You press yourself flat against a checkered floor and drag the color picker across the tiles. The front of your body slowly becomes a copy of the room, well…almost. One section is a shade too dark. You try to fix it, run out of time, and hold perfectly still as the seeker rounds the corner.
Then, they walk past you.
Somehow, MECCHA CHAMELEON makes that feel like a win.

Every hider starts as a blank white figure. Japanese developer lemorion_1224 built the whole game around that starting point: before the seekers are let loose, you have a window to pick your spot, study the environment around you, and paint your body to match what’s around you, the wall tile, the checkered floor, the picture frame hanging nearby. Then you lock in your pose and go still, ideally resembling something that belongs in the room.

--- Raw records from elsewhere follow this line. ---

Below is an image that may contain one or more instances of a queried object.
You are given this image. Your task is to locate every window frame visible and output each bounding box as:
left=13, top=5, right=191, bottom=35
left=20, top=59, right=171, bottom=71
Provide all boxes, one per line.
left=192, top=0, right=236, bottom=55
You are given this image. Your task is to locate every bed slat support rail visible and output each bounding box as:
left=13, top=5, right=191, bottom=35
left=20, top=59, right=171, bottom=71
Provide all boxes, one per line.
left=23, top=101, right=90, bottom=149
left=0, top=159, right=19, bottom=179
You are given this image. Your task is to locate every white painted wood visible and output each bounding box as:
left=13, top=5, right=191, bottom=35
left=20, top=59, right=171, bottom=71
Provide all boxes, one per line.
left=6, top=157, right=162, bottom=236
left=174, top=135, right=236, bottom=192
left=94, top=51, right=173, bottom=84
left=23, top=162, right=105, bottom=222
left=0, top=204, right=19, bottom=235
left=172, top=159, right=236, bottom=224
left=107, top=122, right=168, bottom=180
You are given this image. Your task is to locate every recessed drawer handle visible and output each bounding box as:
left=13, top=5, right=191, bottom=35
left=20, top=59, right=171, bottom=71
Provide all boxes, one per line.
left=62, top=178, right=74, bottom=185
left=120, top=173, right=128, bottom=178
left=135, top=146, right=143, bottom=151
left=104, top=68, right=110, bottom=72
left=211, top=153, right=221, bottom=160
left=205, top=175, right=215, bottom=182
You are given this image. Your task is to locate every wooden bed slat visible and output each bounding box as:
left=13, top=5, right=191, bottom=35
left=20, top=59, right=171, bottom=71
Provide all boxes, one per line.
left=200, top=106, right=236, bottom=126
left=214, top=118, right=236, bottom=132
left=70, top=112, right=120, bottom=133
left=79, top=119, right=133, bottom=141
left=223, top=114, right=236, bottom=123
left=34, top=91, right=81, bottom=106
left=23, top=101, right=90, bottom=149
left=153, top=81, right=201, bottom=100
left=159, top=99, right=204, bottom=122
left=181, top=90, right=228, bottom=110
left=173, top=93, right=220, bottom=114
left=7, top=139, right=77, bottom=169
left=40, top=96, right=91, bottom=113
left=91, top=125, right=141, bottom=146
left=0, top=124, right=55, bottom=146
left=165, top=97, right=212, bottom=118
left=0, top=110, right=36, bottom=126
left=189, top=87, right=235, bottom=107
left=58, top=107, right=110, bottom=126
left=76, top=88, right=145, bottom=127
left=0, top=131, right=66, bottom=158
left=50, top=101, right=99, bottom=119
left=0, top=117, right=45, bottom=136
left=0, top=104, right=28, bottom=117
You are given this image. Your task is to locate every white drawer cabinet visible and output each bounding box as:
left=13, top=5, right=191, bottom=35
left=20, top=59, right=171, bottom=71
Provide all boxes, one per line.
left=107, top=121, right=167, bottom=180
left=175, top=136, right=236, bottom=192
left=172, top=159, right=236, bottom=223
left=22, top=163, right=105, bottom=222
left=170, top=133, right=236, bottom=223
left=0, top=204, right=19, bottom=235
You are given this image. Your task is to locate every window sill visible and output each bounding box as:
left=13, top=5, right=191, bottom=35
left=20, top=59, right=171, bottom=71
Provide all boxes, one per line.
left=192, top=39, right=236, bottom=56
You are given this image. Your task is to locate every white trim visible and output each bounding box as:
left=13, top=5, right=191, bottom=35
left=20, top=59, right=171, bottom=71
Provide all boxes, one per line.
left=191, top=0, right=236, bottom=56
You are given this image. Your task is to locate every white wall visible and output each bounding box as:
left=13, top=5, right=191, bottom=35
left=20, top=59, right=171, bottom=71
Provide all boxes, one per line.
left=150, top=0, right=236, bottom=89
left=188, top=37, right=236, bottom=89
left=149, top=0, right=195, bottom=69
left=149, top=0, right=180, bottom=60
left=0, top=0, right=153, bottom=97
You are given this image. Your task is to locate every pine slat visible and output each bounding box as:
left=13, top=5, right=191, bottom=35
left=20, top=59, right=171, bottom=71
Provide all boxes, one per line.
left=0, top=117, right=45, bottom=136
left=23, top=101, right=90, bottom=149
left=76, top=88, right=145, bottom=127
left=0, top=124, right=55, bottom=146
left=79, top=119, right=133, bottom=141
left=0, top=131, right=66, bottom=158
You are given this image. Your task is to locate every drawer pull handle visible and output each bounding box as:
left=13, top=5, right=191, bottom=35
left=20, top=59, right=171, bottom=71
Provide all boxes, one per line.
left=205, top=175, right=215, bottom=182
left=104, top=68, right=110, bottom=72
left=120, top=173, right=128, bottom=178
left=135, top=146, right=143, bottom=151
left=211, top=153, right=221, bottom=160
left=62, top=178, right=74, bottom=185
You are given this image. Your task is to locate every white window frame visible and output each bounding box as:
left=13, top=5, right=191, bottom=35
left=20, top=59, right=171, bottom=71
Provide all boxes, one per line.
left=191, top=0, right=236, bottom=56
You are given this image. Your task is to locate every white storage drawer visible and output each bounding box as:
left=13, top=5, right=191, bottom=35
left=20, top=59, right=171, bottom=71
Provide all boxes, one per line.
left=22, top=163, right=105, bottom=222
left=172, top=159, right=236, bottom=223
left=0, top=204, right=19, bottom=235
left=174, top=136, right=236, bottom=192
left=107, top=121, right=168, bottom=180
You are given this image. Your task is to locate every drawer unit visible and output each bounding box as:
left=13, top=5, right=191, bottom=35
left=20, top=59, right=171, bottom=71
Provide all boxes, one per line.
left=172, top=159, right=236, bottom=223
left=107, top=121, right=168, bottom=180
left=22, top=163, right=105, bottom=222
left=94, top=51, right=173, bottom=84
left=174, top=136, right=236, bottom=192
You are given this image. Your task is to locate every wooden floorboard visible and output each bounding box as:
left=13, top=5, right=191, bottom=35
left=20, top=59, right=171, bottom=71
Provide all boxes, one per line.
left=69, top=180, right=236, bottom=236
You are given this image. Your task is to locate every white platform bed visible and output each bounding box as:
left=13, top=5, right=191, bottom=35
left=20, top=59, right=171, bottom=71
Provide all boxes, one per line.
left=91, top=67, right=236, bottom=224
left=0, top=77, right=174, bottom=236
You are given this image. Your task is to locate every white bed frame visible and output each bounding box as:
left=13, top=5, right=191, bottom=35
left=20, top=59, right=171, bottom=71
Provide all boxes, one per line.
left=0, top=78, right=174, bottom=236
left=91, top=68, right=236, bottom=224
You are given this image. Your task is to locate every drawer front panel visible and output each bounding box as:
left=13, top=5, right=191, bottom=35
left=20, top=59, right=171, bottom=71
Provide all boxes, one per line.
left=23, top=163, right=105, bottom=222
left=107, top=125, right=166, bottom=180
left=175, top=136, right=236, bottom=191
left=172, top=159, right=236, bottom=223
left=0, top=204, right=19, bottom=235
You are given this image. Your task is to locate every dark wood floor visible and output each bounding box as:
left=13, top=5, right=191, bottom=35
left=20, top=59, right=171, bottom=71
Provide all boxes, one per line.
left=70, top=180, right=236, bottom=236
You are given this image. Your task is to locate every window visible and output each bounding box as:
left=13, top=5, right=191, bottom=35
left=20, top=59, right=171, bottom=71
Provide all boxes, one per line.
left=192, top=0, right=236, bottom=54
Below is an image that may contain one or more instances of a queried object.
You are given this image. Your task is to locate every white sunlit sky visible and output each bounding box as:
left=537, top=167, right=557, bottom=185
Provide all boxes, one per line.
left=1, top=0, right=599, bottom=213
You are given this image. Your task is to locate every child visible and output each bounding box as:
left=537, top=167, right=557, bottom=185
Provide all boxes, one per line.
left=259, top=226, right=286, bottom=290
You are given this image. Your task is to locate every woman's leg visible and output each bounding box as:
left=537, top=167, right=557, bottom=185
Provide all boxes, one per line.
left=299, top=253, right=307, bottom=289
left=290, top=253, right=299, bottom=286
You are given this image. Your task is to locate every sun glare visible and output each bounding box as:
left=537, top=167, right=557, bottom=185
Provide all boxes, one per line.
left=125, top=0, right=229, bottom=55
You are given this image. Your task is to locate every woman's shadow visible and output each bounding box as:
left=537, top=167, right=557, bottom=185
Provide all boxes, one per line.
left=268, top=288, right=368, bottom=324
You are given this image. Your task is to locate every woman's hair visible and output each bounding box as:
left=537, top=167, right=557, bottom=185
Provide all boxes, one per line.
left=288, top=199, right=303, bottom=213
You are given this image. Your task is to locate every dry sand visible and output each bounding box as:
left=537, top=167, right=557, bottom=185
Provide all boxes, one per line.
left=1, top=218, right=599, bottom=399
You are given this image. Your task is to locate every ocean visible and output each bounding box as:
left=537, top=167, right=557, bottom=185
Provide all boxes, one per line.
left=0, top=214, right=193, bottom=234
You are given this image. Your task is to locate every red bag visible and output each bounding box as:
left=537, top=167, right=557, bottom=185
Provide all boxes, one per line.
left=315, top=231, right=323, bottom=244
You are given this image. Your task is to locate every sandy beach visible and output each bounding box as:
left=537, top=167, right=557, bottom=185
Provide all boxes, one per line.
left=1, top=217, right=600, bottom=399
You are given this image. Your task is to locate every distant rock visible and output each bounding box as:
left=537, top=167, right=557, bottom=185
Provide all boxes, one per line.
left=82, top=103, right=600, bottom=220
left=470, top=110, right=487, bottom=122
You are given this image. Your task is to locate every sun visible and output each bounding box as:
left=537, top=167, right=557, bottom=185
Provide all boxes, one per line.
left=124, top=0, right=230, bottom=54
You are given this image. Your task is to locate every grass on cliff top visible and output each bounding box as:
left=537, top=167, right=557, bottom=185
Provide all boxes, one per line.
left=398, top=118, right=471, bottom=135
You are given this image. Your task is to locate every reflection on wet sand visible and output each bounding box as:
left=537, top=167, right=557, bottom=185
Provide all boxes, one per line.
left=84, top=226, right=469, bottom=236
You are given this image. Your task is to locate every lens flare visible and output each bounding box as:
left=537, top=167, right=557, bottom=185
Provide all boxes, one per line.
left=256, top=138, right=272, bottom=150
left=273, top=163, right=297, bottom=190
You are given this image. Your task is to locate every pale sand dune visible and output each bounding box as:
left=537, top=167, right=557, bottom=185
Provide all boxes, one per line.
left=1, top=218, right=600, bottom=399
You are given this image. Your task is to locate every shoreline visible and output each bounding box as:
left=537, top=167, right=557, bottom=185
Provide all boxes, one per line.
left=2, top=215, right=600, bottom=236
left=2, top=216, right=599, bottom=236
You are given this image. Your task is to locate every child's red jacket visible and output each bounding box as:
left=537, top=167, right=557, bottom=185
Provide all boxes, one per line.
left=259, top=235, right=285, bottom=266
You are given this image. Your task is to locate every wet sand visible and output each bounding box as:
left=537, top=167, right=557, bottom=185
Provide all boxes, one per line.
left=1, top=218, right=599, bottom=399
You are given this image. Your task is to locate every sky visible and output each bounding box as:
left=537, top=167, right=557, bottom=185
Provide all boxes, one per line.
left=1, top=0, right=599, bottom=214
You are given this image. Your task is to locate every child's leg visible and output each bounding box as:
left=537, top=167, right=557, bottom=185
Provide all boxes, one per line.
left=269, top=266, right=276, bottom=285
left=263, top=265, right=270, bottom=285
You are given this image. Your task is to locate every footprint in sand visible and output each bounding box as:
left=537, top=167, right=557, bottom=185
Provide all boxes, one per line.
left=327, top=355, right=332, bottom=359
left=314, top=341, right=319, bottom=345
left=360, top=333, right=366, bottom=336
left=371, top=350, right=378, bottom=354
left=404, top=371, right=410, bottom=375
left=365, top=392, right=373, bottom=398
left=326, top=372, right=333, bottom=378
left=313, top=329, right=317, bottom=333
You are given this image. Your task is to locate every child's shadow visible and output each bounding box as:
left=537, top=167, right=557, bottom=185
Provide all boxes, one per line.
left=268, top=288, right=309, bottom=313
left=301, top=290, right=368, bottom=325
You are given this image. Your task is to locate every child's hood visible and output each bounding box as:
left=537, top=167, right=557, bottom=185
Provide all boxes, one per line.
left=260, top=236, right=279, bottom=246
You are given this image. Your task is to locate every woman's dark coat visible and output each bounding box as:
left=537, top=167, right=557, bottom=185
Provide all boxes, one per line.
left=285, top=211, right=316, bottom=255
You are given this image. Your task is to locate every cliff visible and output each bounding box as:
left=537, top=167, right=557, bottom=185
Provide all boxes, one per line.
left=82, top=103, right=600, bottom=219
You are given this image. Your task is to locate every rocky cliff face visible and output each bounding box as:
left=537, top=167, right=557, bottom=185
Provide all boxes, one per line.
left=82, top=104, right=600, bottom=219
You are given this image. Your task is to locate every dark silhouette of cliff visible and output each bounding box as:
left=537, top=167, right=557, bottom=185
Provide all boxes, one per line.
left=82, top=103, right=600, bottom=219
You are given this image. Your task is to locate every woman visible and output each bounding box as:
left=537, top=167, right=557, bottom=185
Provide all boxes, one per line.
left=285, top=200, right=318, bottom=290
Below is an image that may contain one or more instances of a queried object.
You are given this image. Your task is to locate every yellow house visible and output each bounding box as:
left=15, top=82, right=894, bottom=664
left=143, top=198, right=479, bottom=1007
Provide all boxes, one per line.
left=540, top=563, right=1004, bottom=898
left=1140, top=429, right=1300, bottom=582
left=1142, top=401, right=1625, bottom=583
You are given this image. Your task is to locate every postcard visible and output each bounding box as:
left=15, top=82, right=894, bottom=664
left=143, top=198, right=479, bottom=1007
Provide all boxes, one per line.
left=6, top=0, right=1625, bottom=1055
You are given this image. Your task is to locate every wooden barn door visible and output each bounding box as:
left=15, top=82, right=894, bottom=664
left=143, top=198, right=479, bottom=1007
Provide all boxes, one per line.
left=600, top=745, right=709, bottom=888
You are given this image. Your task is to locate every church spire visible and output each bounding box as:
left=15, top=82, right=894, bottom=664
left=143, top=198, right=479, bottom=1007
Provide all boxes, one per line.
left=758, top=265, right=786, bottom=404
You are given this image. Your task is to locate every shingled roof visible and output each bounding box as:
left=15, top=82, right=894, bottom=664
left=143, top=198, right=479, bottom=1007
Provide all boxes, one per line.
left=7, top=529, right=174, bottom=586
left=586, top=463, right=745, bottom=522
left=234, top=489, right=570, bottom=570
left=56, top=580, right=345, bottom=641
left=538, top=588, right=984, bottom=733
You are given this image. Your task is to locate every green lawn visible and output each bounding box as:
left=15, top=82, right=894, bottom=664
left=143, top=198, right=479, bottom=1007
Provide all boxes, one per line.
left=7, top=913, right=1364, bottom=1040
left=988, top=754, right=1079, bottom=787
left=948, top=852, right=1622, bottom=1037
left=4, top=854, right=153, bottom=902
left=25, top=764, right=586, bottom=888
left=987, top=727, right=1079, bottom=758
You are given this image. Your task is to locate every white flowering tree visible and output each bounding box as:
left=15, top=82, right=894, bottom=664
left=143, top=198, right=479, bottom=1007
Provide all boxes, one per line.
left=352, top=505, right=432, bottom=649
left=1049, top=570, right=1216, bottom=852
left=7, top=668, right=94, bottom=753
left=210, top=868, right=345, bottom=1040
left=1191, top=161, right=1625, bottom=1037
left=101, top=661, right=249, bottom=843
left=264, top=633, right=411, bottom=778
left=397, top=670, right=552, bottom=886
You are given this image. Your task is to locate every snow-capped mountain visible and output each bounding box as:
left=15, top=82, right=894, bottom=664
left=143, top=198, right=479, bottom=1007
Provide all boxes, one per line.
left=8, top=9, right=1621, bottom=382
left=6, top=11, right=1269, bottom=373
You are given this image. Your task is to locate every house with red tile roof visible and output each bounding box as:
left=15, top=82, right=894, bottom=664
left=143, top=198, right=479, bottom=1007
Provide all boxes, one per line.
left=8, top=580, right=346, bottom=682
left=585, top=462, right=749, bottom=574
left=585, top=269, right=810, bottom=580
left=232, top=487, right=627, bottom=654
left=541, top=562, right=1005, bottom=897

In most hide-and-seek games, hiding is positional: you find the right spot and crouch. Here, the spot is only one third of the problem. The pose has to match what you’re pretending to be. The paint job has to hold up to someone scanning the room from a few meters away. A good location with sloppy camouflage is just as exposed as standing in the open. You can flatten yourself against a kitchen backsplash and still get spotted because the colors are slightly wrong and your arms are pointing in a direction that no backsplash has ever pointed.

Every hider builds their disguise from scratch. No two players are going to approach the same room the same way. One person has decided they’re going to become the checked floor. Someone else squashes themselves into a corner and attempts to turn into the wall itself. Another one is standing next to a framed painting with their arms out, body painted like the artwork, and it either works perfectly or looks insane depending on how much effort they put in. The seeker has to actually stop and look at things, because the game trains you to distrust flat surfaces.
Sometimes when a seeker finally finds you, there’s a half-second where you can see them register that they’ve been looking at you the whole time, that you were right there, that the slightly-off rectangle in the corner of the kitchen was, in fact, a person. Most games make that a defeat screen. Here it’s the punchline the whole round was building toward.